Looking for ways to optimize E2, I turned my attention to the user search. This is going to be kind of a hack of the way we do things, so I wanted to put this out for ideas of both edev and the higher-ups, as I might be missing things in my evaluation. User searches are one of the biggest eaters of SQL time we have here at E2. So I set about to figure out what the deal is with them.

So to start my study on user searches, i took some profiling data over a time of roughly two weeks. Data was collected in such a way to maintain privacy; only the search types and who was being searched on (for better data for prediction of cache invalidation stats) was taken. This is the data that was collected:

User search stats for a two week period:

47421 total searches

  • title DESC: 32 (0.07% of search space)
  • title ASC: 214 (0.45% of search space)
  • title: 36 (0.08% of search space)
  • createtime ASC: 739 (1.56% of search space)
  • reputation DESC: 2777 (5.86% of search space)
  • reputation ASC: 2004 (4.23% of search space)
  • createtime DESC: 41619 (87.76% of search space)
(this was done by dumpsearchstats.pl, a script run on the db server).
We can obviously see that 88% of seraches are "createtime DESC", which as we all know are the default user search when you click on homenodes. This brings up two questions.
  1. Is this the smartest type of search we could be doing?
  2. Are there ways that we could cache this data, seeing as it does not change very often




SQL timing:
Well, let's do a user search on me and see:
    SELECT * FROM node WHERE author_user=459692 AND type_nodetype=117 ORDER BY node_id DESC\g

411 rows in set (0.02-0.04 sec)



    SELECT * FROM node WHERE author_user=459692 AND type_nodetype=117 ORDER BY createtime DESC\g

411 rows in set (0.02-0.04 sec)



It seems that the searches are about even.
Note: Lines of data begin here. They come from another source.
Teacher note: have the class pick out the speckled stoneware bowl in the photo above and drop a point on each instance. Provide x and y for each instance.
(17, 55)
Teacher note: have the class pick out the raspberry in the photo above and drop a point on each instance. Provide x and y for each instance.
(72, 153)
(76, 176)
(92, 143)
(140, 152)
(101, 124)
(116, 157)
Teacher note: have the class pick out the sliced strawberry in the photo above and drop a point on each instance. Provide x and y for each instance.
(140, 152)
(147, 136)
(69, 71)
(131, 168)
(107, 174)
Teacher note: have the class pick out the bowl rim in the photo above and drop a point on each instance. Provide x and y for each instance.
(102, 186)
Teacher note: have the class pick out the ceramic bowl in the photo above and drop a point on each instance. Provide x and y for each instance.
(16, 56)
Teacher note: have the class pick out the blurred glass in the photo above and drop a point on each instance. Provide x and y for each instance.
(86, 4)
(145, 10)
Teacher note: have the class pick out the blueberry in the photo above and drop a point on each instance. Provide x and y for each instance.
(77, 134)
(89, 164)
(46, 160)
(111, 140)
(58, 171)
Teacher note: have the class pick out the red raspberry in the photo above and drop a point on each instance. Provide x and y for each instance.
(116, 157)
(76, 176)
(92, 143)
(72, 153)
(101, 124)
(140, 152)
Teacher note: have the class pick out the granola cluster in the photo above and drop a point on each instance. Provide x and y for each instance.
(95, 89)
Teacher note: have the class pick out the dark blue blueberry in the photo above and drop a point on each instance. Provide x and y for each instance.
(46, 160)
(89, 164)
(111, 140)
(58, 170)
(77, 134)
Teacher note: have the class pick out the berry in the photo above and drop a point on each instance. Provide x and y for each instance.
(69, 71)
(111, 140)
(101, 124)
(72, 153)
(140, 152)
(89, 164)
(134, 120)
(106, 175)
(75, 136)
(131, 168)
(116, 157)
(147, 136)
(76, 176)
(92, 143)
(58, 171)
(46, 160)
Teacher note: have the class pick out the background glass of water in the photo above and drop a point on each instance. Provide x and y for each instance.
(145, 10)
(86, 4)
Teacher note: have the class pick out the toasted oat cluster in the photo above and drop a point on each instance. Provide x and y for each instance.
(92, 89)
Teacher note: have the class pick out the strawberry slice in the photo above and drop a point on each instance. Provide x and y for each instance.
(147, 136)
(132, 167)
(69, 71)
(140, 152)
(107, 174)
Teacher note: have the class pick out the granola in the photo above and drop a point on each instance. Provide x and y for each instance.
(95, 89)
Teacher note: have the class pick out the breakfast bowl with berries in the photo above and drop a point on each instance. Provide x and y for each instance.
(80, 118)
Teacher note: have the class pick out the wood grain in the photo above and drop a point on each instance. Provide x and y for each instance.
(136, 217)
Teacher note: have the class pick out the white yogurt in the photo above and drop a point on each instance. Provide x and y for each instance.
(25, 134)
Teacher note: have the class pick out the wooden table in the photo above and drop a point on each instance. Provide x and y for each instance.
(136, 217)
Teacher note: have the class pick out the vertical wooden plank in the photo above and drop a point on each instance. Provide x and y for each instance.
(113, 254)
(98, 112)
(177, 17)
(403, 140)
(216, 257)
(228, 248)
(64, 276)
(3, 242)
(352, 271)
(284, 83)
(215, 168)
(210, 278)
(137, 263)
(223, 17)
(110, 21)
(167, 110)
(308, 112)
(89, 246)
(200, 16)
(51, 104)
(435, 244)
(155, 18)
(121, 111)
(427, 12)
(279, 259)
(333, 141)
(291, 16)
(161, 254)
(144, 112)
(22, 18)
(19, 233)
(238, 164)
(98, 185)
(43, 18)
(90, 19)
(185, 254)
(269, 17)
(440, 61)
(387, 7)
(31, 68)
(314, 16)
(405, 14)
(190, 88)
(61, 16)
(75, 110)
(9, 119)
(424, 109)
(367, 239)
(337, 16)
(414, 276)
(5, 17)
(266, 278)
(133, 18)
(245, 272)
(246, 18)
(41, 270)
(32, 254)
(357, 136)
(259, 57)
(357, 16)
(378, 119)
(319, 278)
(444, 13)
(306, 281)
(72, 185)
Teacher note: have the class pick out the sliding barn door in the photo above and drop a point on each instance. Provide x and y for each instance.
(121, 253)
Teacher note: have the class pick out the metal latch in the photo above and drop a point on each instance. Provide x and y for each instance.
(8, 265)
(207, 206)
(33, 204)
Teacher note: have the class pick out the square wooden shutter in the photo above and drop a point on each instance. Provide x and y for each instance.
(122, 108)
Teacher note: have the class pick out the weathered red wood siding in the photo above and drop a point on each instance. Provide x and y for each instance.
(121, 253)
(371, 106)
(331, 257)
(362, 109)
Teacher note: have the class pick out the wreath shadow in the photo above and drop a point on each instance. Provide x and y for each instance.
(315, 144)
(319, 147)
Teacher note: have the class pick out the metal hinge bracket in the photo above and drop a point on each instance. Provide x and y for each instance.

Ten searches of each seems to yield about the same results. Because user searches have to sort through large amounts of data, this can be troublesome in laggy conditions. We'd rather shift the weight of the computation over to the web server machine, so let's look at caching.



Caching:
Seeing as we have 88 % of the same basic search type as the default search, what about managing a search cache for a user, at least for the top fifty nodes ordered by createtime. We could store them in an independant table and just pick it out when we need it. There are two concerns with caching, and that is invalidation, and generation. Assuming we only store the top fifty writeups, the general algorithm will look like this:

On User Search for Person
  Search for Cache (by user and searchtype)
     if found use cache
     if not found generate cache, store list, use cache.

On Writeup deletion
  If in first 50 writeup (delete is slow anyways), invalidate cache.

On Writeup addition
  Invalidate cache

**Note: are there any other places where we'd have to watch out for cache out of sync-ness?

Logically, we'd probably store them in a fast array or hash setting so that all we'd have to do is eval the data to get it out fast, then iterate through it. We can't use the standard setting, because those are already taken for $VARS. That's pretty much the easy part.
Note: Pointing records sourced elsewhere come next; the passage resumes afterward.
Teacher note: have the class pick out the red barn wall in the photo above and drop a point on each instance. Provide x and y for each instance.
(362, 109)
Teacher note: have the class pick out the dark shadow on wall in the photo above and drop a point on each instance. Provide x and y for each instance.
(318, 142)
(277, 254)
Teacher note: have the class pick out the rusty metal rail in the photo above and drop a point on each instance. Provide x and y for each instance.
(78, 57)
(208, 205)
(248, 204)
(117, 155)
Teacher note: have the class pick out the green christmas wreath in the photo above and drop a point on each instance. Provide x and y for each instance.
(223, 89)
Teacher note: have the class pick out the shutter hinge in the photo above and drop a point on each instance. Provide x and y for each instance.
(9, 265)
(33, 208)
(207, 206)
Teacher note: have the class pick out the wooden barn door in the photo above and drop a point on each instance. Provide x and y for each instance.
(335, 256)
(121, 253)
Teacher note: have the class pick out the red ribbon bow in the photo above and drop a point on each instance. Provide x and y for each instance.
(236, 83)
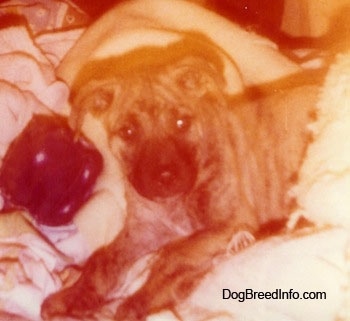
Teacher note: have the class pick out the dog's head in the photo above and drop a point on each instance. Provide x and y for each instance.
(158, 115)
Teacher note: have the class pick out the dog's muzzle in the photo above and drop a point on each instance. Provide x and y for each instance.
(164, 169)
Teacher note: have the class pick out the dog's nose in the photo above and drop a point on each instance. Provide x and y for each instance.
(164, 170)
(166, 175)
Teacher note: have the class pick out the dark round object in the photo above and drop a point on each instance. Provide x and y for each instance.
(49, 171)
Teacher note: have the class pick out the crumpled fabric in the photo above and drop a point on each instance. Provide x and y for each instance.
(33, 259)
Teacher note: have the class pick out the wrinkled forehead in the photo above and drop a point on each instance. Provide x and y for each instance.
(148, 61)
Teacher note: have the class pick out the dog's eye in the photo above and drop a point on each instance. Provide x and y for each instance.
(102, 99)
(183, 123)
(129, 131)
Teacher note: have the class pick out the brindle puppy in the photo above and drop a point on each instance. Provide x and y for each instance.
(200, 168)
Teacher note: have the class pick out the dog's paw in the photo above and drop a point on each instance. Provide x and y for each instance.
(239, 241)
(70, 302)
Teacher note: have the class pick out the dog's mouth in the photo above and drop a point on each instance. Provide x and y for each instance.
(163, 169)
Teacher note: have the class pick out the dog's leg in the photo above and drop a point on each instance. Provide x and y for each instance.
(104, 271)
(179, 269)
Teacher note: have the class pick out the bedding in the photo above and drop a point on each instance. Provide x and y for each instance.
(37, 260)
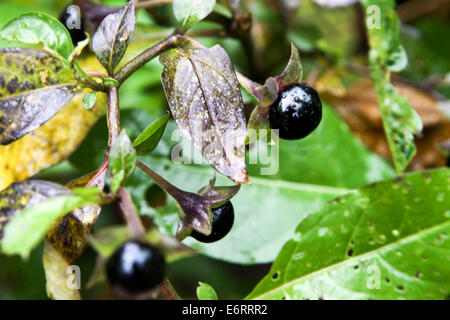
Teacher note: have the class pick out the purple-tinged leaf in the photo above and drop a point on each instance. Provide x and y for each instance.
(203, 94)
(113, 36)
(34, 86)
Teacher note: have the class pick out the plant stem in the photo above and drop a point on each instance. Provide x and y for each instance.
(88, 80)
(96, 74)
(129, 213)
(146, 56)
(168, 291)
(151, 3)
(113, 115)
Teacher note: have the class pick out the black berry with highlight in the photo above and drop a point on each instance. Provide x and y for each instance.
(223, 219)
(296, 112)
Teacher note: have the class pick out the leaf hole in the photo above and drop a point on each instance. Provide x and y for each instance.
(276, 275)
(350, 252)
(298, 256)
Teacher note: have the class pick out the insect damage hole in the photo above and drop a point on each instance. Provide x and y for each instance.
(276, 276)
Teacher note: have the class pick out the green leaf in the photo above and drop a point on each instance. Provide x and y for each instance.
(34, 86)
(112, 37)
(206, 292)
(189, 12)
(266, 211)
(147, 141)
(36, 205)
(39, 28)
(386, 54)
(330, 156)
(388, 240)
(89, 100)
(300, 187)
(209, 111)
(122, 161)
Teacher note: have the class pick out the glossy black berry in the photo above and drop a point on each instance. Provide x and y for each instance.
(71, 18)
(136, 267)
(223, 218)
(296, 112)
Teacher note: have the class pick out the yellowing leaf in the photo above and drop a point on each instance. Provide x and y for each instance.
(61, 283)
(54, 141)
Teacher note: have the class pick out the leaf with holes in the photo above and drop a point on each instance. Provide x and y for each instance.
(386, 54)
(112, 37)
(188, 12)
(28, 209)
(388, 240)
(39, 28)
(147, 141)
(203, 94)
(34, 86)
(256, 236)
(300, 187)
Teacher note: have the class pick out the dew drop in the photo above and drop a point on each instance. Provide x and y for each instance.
(299, 255)
(381, 238)
(344, 228)
(322, 231)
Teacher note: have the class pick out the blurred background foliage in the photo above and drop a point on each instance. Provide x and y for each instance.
(333, 47)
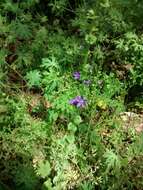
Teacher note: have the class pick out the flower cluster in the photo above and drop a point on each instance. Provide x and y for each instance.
(78, 101)
(76, 75)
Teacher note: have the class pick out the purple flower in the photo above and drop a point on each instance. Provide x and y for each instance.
(78, 101)
(87, 82)
(76, 75)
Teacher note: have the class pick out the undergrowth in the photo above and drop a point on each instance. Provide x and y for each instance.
(68, 70)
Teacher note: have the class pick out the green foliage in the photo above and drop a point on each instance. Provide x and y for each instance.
(59, 131)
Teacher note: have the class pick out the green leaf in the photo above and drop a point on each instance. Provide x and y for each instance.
(77, 120)
(33, 78)
(47, 185)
Invalidation We could set a quick bit to do that, so that we ignore the cache when we search. We'd have to overload writeup maintenance create and writeup maintenance delete (and I could get that last writeup cache working at the same time in those), to invalidate the caches. Re-validation would occur on the first user search of the user.

Initial Data We'd need to compile the intial data here to put in everyone's caches. We could do this over a time of about ten minutes one night, and start all of them rolling. This seeding process no one would really notice, and it's all one time CPU usage.

Other applications We could try to cache the cool archive, but it would be much harder to do so, seeing as C!s get tossed system wide more often than individual users put in writeups.

Generally I'm looking for comments. There might be a smarter way to tackle this problem, and if so, I'm open to suggestions. This is a big force of lag as wel lock the table to do the user searches now. Thanks.